TEI Entity Linker: Qwen3-14B LoRA Adapter
This model is a 14 billion parameter LoRA adapter for the Qwen3-14B base model, fine-tuned by Apokalyptikon to address a critical challenge in digital scholarly editing: linking named entities from historical TEI registers to authority files like Wikidata and GND. It processes entities (persons, places, organizations) and a list of potential candidates, outputting a verdict (MATCH, PARTIAL, NONE) with confidence and a brief reason in JSON format.
Key Capabilities
- Historical Entity Disambiguation: Accurately links entities by analyzing biographical data, descriptions, and context.
- Handles Historical Spelling: Recognizes and matches historical variants (e.g., Creveld → Krefeld, Coeln → Köln).
- Complex Entity Recognition: Distinguishes mythological figures from literary works, identifies ethnic groups, allegories, and personifications.
- Structured Output: Provides deterministic JSON output with verdicts, confidence scores, and reasons, suitable for automated pipelines.
- Optimized for TEI Data: Trained on real-world historical TEI editions (early modern German correspondence, classical philology registers).
Training and Performance
The model was fine-tuned using LoRA on Apple Silicon via MLX, leveraging a teacher-student approach where Claude Sonnet 4 generated high-quality labeled training data. It was trained on 7,098 examples, focusing on single-entity prompts for optimal performance.

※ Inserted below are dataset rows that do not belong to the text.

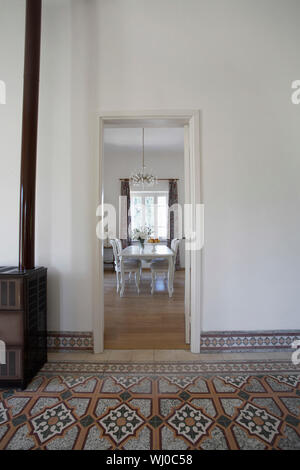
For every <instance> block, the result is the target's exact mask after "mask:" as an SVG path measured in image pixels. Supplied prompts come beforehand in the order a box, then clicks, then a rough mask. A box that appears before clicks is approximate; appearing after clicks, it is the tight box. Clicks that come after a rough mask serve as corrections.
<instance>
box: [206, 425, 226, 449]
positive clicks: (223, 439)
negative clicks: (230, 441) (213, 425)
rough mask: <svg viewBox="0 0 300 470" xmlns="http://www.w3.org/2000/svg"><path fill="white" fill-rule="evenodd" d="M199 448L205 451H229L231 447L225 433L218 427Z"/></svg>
mask: <svg viewBox="0 0 300 470" xmlns="http://www.w3.org/2000/svg"><path fill="white" fill-rule="evenodd" d="M199 448H200V449H203V450H228V449H229V448H230V447H229V445H228V443H227V439H226V437H225V434H224V431H223V430H222V429H221V428H219V427H218V426H216V427H215V428H213V429H212V431H211V433H210V436H209V437H207V438H206V439H205V438H204V439H203V440H202V442H201V444H200V446H199Z"/></svg>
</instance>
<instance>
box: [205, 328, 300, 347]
mask: <svg viewBox="0 0 300 470" xmlns="http://www.w3.org/2000/svg"><path fill="white" fill-rule="evenodd" d="M296 340H300V331H299V330H292V331H288V330H284V331H277V330H276V331H275V330H274V331H210V332H204V333H202V335H201V352H205V351H215V350H218V351H241V350H242V351H244V350H254V349H255V350H259V349H263V350H266V349H269V350H274V349H275V350H277V349H292V343H293V342H294V341H296Z"/></svg>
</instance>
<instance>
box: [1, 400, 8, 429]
mask: <svg viewBox="0 0 300 470" xmlns="http://www.w3.org/2000/svg"><path fill="white" fill-rule="evenodd" d="M7 421H8V416H7V409H6V408H5V407H4V404H3V402H1V401H0V424H3V423H6V422H7Z"/></svg>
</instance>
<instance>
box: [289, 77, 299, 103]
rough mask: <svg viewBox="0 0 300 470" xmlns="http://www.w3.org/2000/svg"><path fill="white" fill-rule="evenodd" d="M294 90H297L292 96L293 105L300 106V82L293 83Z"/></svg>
mask: <svg viewBox="0 0 300 470" xmlns="http://www.w3.org/2000/svg"><path fill="white" fill-rule="evenodd" d="M292 89H293V90H295V91H293V93H292V94H291V101H292V103H293V104H300V80H294V81H293V82H292Z"/></svg>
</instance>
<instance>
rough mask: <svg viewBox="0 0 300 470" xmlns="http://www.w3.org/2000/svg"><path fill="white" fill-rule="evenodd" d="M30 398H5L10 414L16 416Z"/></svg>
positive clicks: (24, 405) (25, 404)
mask: <svg viewBox="0 0 300 470" xmlns="http://www.w3.org/2000/svg"><path fill="white" fill-rule="evenodd" d="M29 400H30V398H27V397H13V398H9V399H8V400H7V404H8V406H9V407H10V411H11V414H12V416H16V415H18V414H19V413H21V411H22V410H24V408H25V406H26V405H27V403H28V402H29Z"/></svg>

The model demonstrates strong capabilities in:
- Biographical disambiguation: Correctly distinguishing individuals with the same name based on life dates.
- Geographic disambiguation: Differentiating locations with similar names (e.g., Dillingen an der Donau vs. Dillingen/Saar).

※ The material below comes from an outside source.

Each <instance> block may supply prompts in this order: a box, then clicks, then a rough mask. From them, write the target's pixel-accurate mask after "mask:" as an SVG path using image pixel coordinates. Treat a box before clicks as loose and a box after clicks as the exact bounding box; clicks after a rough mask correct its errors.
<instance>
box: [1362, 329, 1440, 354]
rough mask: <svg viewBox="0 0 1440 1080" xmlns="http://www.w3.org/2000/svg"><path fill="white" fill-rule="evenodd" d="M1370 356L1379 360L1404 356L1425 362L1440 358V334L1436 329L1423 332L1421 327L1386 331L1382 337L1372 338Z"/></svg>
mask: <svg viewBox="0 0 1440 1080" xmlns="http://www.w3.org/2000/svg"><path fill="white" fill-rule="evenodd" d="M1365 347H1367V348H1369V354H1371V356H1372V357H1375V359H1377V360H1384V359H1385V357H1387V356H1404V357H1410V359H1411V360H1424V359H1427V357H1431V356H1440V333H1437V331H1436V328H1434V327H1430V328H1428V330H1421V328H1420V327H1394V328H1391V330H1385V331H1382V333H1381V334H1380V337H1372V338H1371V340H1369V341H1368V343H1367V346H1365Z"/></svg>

- Robust Rejection: Effectively returns
NONE for underspecified or non-matching entries.
Good For
- Digital Humanities Projects: Specifically designed for researchers and developers working with historical TEI editions.
- Automated Entity Linking: Integrating into pipelines for verifying and enriching named entities in historical texts.
- Authority File Integration: Bridging historical documents with modern authority databases like Wikidata and GND.
This adapter requires an Apple Silicon Mac for MLX inference and approximately 10 GB RAM for the 4-bit model.